CNN layers: CNN layers are utilized for automatic spatial feature extraction. For this task, convolutional and batch normalization layers are used. In the convolutional layer, a convolution operation is performed on the input sequences to generate feature maps. The process involves multiplying filters that have specific sizes and numbers with small subsequence blocks. The number of convolutional layers, kernel size, number of kernels, type of activation function, type of padding, learning rate, and type of optimizer are searched and selected by Keras Tuner, which is a very effective way to find automatically instead of searching through trial and error techniques. Batch normalization is used to allow layers to learn independently by normalizing the outputs of the previous layers. Keras Tuner, a scalable hyperparameter optimization framework, is utilized to search for optimal hyperparameter values automatically. Keras Tuner can be used through one of three search algorithms: the random search, hyperband, or Bayesian optimization algorithms. The random search algorithm randomly samples parameter combinations from a search space. The hyperband algorithm is also a random search algorithm but an optimized version in terms of search time and resource allocation. The Bayesian optimization algorithm uses a probabilistic approach to sample hyperparameter combinations. It uses information from previous combinations to sample other combinations45. Hyperparameter optimization was performed via the Keras Tuner library with a random search strategy across a defined space, including GRU units ranging from 64 to 448, learning rates ranging from 0.001 to 0.0001, batch sizes ranging from 16 to 32, and dropout rates ranging from 0.2 to 0.5. The optimal configuration was selected on the basis of the validation accuracy and early stopping criteria. The final model hyperparameters were selected via Keras Tuner with a random search strategy. The search explored GRU unit sizes between 64 and 448, dropout rates of 0.2 to 0.5, and batch sizes of 16 and 32. The best configuration of 448 units, a dropout of 0.3, and a learning rate of 0.001 was selected on the basis of the highest validation accuracy and stability observed during 50 trial runs.

LSTM layers: Spatial feature maps produced by the CNN are then flattened and fed to the long short-term memory network for temporal analysis to extract time-sequence features. The number of LSTM layers and units in each layer is determined by the Keras tuner for efficient tuning. As a result, three LSTM layers, with 288, 512, and 224 units, respectively, are used.
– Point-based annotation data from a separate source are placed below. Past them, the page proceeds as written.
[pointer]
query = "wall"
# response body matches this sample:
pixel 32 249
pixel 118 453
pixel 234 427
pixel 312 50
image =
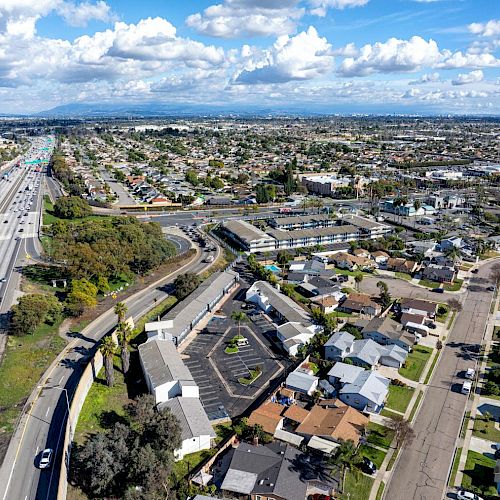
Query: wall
pixel 81 391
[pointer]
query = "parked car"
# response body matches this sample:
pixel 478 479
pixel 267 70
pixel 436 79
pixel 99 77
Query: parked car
pixel 46 458
pixel 467 495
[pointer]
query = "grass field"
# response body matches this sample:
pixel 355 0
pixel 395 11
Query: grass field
pixel 399 397
pixel 415 363
pixel 478 472
pixel 357 486
pixel 375 455
pixel 25 360
pixel 380 435
pixel 485 429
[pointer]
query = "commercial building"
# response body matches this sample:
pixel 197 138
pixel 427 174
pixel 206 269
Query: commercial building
pixel 181 319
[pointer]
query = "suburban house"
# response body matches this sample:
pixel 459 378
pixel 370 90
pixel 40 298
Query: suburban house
pixel 360 303
pixel 196 432
pixel 365 353
pixel 165 374
pixel 440 274
pixel 342 423
pixel 380 257
pixel 302 381
pixel 419 307
pixel 386 331
pixel 269 472
pixel 367 393
pixel 401 265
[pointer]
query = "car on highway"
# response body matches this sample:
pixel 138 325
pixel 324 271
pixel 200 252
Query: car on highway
pixel 46 458
pixel 467 495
The outputs from these layers are spatiotemporal features, which are then passed to fully connected (FC) layers for classification tasks. A dense layer with 96 units and a sigmoid activation function are used. The output from the last FC layer is subsequently passed to a Softmax classifier. A twenty (20)-way Softmax is used to classify the input features into one of the 20 distinct classes. The learning rate of this network is set to 0.0001 on the basis of Keras Tuner’s search result.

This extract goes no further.